3. Il faut répondre au troisième, que la loi n'avait pas l'intention qu'on prêtât à usure aux étrangers, mais qu'elle le permettait, parce que les Juifs étaient enclins à l'avarice et pour qu'ils eussent des rapports plus pacifiques avec les étrangers dont ils tiraient profit (3).

4. Il faut répondre au quatrième, qu'à l'égard des cités ennemies, il y avait une distinction à faire. Il y en avait d'éloignées qui n'étaient pas du nombre de celles qui avaient été promises aux Juifs; dans ces villes prises d'assaut, on égorgeait les hommes qui avaient combattu contre le peuple de Dieu (4), mais on épargnait les femmes et les enfants. Dans les villes voisines, qui leur avaient été promises, ils avaient ordre de tout massacrer à cause des iniquités passées de toutes ces nations. Dieu envoyait le peuple d'Israël, comme l'exécuteur de sa justice pour les punir. Ainsi il est dit (Dt 9,5) : Elles ont été détruites à votre entrée, parce qu'elles ont agi d'une manière impie. On leur recommandait de réserver les arbres fruitiers dans l'intérêt de ceux qui venaient de soumettre à leur puissance la ville et son territoire.

5. Il faut répondre au cinquième, qu'on dispensait de combattre celui qui venait de bâtir une maison, de planter une vigne ou de se marier, pour deux raisons : 1° Parce que l'homme aime ordinairement davantage ce qu'il possède depuis peu ou ce qu'il est sur le point de posséder et par conséquent il craint aussi davantage de le perdre. Il était donc probable que ces affections leur inspiraient une crainte plus vive de la mort et qu'ils étaient par conséquent moins courageux au combat. 2° Parce que, comme le dit Aristote (Phys. lib. ii , text. 56), quand quelqu'un est près de posséder un bien, s'il en est immédiatement empêché, on considère ce contretemps comme un malheur. C'est pourquoi, dans la crainte que les parents de ceux qui seraient morts, sans avoir joui des biens qu'ils s'étaient préparés, ne fussent trop vivement contristés et aussi de peur que le peuple ne fût trop vivement impressionné par cet accident, on mettait ces hommes à l'abri du danger en les éloignant du combat.

6. Il faut répondre au sixième, qu'on renvoyait les lâches dans leur foyer (1), non pour qu'ils en retirassent un avantage, mais afin que le peuple n'eût point à souffrir de leur présence, car ils pouvaient, par leur lâcheté et par leur fuite, engager les autres à trembler et à fuir eux- mêmes.

(I) Ils devaient indiquer à l'étranger son chemin.
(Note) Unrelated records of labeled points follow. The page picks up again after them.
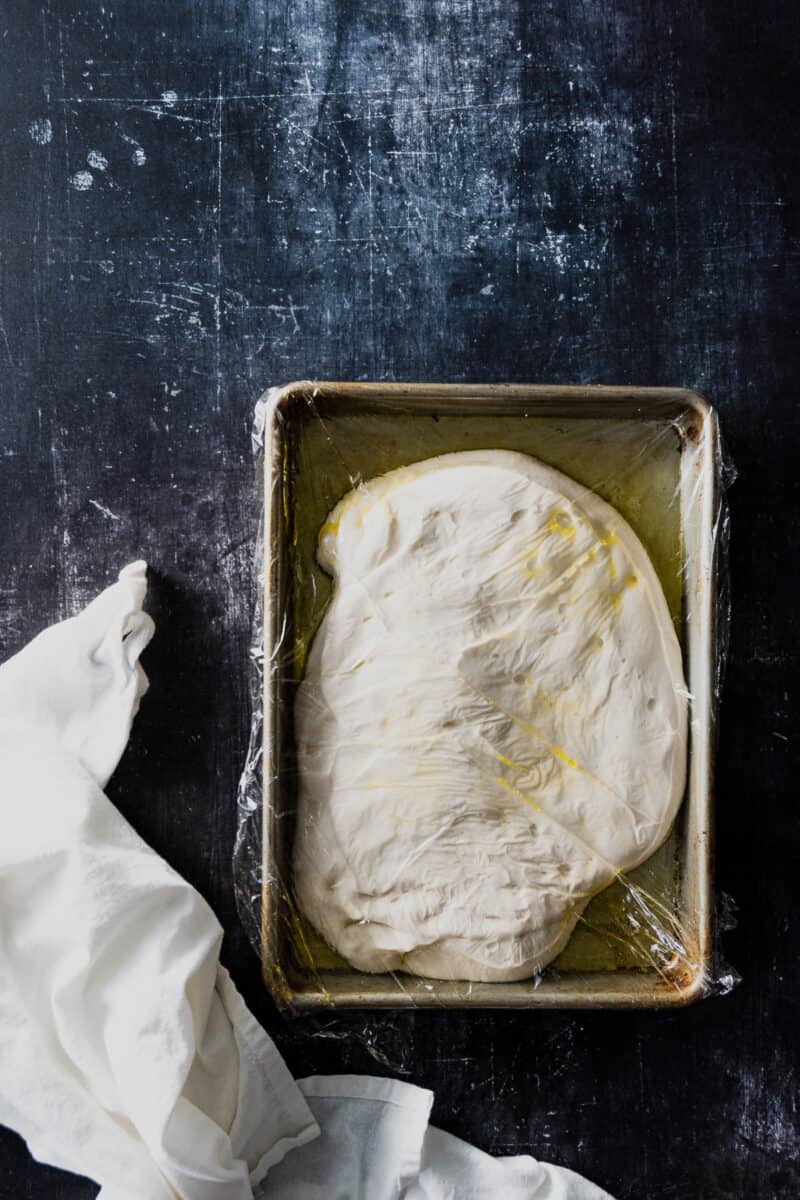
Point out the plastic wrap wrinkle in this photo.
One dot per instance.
(662, 469)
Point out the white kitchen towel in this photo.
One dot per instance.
(126, 1053)
(377, 1144)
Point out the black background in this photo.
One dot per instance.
(553, 191)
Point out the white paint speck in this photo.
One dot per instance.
(82, 180)
(41, 131)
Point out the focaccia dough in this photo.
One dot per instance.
(492, 723)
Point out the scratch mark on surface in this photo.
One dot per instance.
(107, 513)
(217, 298)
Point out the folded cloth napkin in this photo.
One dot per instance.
(126, 1053)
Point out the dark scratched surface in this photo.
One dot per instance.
(200, 199)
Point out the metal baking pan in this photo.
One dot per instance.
(650, 451)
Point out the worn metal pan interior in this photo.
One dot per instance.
(293, 982)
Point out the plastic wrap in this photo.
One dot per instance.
(648, 936)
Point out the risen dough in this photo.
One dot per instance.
(492, 721)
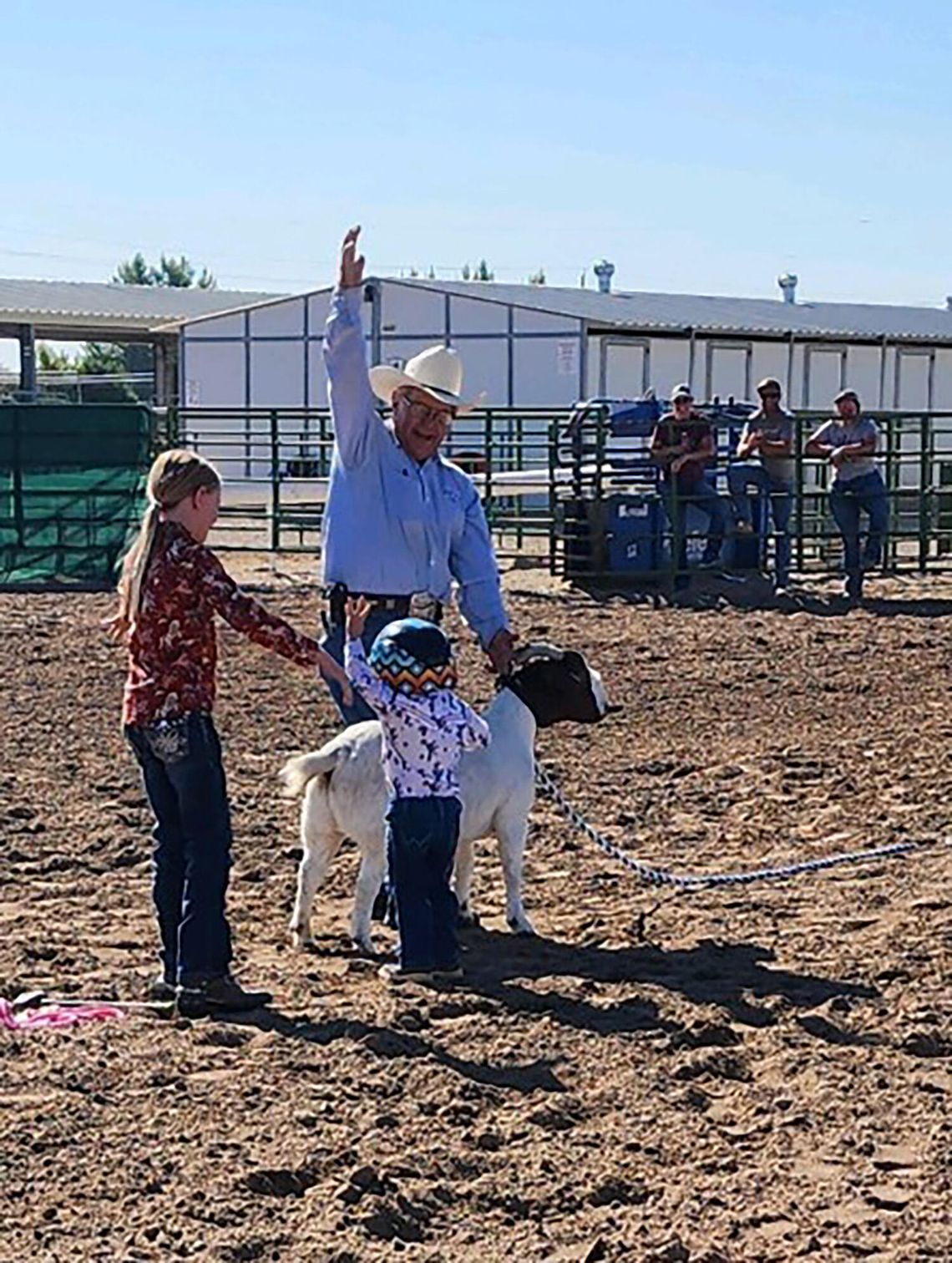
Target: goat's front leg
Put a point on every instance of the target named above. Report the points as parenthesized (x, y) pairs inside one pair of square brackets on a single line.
[(463, 882), (320, 849), (372, 866), (510, 833)]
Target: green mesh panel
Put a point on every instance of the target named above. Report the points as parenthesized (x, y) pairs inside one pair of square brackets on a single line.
[(71, 484)]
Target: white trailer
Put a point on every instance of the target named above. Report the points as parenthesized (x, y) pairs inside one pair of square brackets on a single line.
[(533, 347)]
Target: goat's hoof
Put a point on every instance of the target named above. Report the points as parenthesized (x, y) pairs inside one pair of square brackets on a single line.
[(520, 926)]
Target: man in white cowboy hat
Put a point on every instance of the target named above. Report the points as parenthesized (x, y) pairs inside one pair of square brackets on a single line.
[(402, 525)]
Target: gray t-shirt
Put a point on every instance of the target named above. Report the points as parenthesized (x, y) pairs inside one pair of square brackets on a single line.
[(840, 432), (778, 429)]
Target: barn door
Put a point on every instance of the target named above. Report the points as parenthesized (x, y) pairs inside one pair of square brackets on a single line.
[(823, 374), (624, 367), (727, 370), (914, 372)]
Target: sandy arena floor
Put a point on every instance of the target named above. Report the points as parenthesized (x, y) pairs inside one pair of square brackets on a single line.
[(768, 1078)]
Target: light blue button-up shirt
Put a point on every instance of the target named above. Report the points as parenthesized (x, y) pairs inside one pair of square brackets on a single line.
[(394, 527)]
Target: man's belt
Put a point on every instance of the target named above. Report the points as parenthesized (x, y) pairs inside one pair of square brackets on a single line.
[(421, 606)]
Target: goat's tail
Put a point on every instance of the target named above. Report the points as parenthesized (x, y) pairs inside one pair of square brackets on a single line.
[(302, 768)]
Il v avait h Athènes une loi semblable, et l'on prononçait avec beaucoup d'appareil et de solennité des exécrations contre celui qui manquait à ce devoir.
(!) Les Juifs ne furent pas aussi exclusifs qu'on l'a prétendu. David avait des étrangers dans ses troupes et Salomon en employa à la construction du temple. Minos et Lycurgue furent loin de donner aux étrangers la même liberté. C'est ce que fait remarquer l'historien Josèphe, dans 6on livre contre Appion (lib. ii, n. 28).
(2) Cette loi avait pour but de faire respecter la pureté des alliances, et celle qui regarde les eunuques avait pour objet d'empêcher cette classe d'hommes de se multiplier, comme elle se multiplia dans les autres nations, pour ménager aux riches plus de honteux plaisirs.
(3) On peut voir d'ailleurs toutes les recommandations de bienfaisance et de générosité qui se trouvent dans la loi en faveur de l'étranger (Ex 22,21-22 22,24 ; Lv 19 Lv 23,22 Dt 10,17 Dt 10,19 16,11 Dt 16,14 24,17 Dt 24,19 26,11 Dt 26,13).
(4) La loi permettait de mettre à mort ceux quo l'on trouvait les armes à la main, mais elle n'en faisait pas un devoir; on pouvait faire des prisonniers. Les peuples anciens étaient sous ce rapport bien plus sévères que les Juifs. Quand une ville faisait une résistance opiniâtre, ils passaient au fil de 1 épée tous les jeunes gens qui avaient l'ùge de puberté.
On les occupait à réparer les chemins, à transporter les bagages, etc. (l'abbé Guénée).
(1) Ceux qui se retiraient ainsi avant le combat n'étaient pas toujours renvoyés dans leurs foyers ; ils étaient employés au service des combattants.


ARTICLE IV. — la loi ancienne a-t-elle établi des préceptes convenables a l'égard de la vie domestique?


Objections: 1. Il semble que la loi ancienne n'ait pas établi des préceptes convenables à l'égard des domestiques. Car ce qu'est l'esclave appartient à son maître, comme le dit Aristote (Pol. lib. i, cap. 3 et 4). Or, ce qui appartient à quelqu'un doit être toujours à lui. C'est donc à tort que la loi a statué (Ex 21) que les esclaves seraient rendus à la liberté la septième année.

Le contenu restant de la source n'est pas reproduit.